This Is The Latest Front In The War For Control Of Your TV–And It’s Going To Get Ugly

BY Sean Captain5 minute read

Are you sitting down (in front of your TV)? The government might just make it easier for you to finally get rid of that big clunky cable box–and those annoying monthly rental fees.

This week, FCC Chairman Tom Wheeler released a three-page proposal that pay-TV subscribers should have other options than renting a cable or satellite set-top box from their provider. Those rental fees average $231 per year, and add up to about $20 billion nationally. The proposal (based on a nine-month study) goes to a vote before the five FCC commissioners on February 18. It’s not surprising that TV providers would balk at requirements to change how they do things. But what looks like a regulatory dustup is turning into a holy war involving not only TV providers and the FCC, but also TV networks, Google, and even the Congressional Black Caucus—with accusations of copyright violation, child endangerment, and discrimination against minorities.

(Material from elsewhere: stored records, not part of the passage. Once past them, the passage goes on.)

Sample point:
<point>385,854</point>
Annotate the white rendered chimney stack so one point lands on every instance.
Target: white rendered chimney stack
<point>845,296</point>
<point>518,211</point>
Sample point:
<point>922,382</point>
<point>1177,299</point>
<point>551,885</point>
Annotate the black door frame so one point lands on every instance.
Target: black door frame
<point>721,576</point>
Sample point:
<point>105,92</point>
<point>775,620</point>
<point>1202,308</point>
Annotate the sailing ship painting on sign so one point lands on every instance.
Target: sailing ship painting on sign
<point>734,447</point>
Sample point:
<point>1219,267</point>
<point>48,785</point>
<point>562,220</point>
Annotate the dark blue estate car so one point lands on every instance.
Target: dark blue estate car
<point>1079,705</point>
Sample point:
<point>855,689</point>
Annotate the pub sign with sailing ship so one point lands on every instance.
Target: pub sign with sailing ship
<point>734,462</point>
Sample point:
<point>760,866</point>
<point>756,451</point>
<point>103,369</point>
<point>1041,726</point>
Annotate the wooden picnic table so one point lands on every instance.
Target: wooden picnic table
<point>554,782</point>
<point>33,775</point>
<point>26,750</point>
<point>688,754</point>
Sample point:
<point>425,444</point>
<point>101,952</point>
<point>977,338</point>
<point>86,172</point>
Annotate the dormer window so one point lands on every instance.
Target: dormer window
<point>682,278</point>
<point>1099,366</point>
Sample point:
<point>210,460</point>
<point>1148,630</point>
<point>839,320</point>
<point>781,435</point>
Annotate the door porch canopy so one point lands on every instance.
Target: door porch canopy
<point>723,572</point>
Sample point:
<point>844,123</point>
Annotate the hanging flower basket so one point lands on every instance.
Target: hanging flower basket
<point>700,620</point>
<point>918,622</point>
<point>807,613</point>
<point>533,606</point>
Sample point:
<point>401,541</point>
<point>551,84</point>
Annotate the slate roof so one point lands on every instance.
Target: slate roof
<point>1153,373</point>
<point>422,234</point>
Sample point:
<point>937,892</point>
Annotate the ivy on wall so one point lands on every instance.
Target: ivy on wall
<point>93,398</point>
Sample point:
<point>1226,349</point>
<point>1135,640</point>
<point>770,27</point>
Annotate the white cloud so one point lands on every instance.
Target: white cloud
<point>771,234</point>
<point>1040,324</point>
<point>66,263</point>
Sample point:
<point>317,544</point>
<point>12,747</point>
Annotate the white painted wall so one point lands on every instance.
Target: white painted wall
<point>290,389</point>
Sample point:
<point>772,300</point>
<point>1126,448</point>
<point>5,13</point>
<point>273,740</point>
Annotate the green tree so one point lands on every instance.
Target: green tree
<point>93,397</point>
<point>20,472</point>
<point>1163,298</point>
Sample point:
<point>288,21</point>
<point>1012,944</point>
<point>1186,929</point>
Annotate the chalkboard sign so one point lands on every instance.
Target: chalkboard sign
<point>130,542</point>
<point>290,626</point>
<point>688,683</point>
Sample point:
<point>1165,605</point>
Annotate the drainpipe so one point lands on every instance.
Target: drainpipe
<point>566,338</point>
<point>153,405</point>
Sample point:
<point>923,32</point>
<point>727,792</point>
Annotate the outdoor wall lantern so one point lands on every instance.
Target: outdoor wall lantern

Things might not have gotten so crazy if it were just about the big box sitting under, behind, or next to a TV (they haven’t fit on top since picture tubes went away). What’s really at stake is who controls all the video flooding into not just sets but increasingly computers, tablets, and phones—and who can make money off all that. “The cable box is a problem in and of itself, because consumers are paying way too much,” says Matt Zinn, general counsel for TiVo. “The cable box is also a metaphor for the control of the viewing experience.”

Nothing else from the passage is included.